The changing seasons bring new chores to complete around the home, spring cleaning, summer mowing, and shoveling snow in the winter. Most of those jobs are reactions to conditions, but there are some jobs you need to do ahead of the changing weather. As we shift from summer into fall, make plans to take care of these four important fall home maintenance tasks.
Fall Home Maintenance Begins with Leaf Raking
While your yard may look beautiful covered in a layer of bright orange or red, the wet leaves create a slick surface for foot traffic and it’s bad for your grass.
Most lawns continue to grow well past the date when leaves begin to fall. That means the grass still needs sunlight and oxygen. The more leaves you have on your lawn, the less of those resources your grass receives. Use a mulching mower to break down the leaves for nutrients, start a compost pile, or rake them up and dispose of them.
Preparing Your Heating & Cooling System
The most obvious change you experience each fall is a drop in temperature. The heat and humidity of summer fade into cooler temperatures. When that first cold snap hits, your HVAC needs to be ready so you and your family will be comfortable.

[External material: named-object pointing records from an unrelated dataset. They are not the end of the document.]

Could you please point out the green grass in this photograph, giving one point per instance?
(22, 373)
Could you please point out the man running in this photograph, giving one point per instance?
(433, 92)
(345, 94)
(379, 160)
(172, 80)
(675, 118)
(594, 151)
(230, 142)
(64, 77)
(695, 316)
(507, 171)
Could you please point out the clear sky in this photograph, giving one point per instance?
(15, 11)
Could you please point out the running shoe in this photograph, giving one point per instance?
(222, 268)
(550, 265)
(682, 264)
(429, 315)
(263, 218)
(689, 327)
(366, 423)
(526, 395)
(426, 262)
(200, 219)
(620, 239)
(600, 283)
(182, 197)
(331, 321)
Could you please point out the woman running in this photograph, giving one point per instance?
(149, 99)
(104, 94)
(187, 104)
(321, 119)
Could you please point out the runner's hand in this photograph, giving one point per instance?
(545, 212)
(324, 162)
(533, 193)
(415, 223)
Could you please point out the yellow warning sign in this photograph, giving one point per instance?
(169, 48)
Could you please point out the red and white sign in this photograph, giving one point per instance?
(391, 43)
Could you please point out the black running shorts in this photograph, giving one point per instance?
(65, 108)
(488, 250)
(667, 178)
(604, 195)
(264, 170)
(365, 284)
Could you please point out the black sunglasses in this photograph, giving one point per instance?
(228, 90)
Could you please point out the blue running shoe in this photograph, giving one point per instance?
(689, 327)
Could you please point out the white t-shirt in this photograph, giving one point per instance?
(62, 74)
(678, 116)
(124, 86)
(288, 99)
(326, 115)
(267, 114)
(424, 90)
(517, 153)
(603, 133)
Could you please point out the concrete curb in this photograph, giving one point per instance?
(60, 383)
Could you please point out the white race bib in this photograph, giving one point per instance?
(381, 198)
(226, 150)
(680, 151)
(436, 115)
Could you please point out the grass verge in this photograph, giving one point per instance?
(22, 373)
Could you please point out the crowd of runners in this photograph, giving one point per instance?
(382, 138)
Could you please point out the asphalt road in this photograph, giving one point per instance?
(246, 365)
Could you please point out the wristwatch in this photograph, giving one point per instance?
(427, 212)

Have your heating and cooling system serviced in the fall. The technician will replace filters, clean the system, and inspect it to make sure it’s ready to switch over to heat. The cleaning may also eliminate some of the dust that creates that unpleasant odor when your heat first kicks on.
Check the Roofing During Fall Home Maintenance
Your roof may have lost a shingle or two during summer storms. You may not be experiencing leaks, but shingle loss is the first step in that direction. Summer rains run off quickly, but soggy leaves or a buildup of snow hold water in place. Water that collects in clogged gutters can seep through weakened and damaged areas of the roofing.
Winter is not the best season for roof repairs. That’s why your fall home maintenance plans should include a roof inspection. If you can safely access the roof, check for missing shingles, algae growth, and damaged areas. Look in the attic for signs of water intrusion like streaks on the wood, mold growth, and damp insulation. If you find any evidence of a leak, make repairs now.
Remove Window Screens
Once the temperatures drop and it’s too cold to open your windows, it’s time to put your screens away for the year. Leaving them in place all winter long exposes them to extreme temperatures, ice, and precipitation, shortening their lives and leading to added expense.
Carefully remove your screens. Clean the window sills and trim and then clean the screens themselves. Find a clean, dry area to store them. This will minimize damage during the winter months and the screens will be ready when warm weather returns.
Every change in the seasons brings some work for homeowners. When you take care of these fall home maintenance tasks, you’ll be better prepared for a pleasant winter.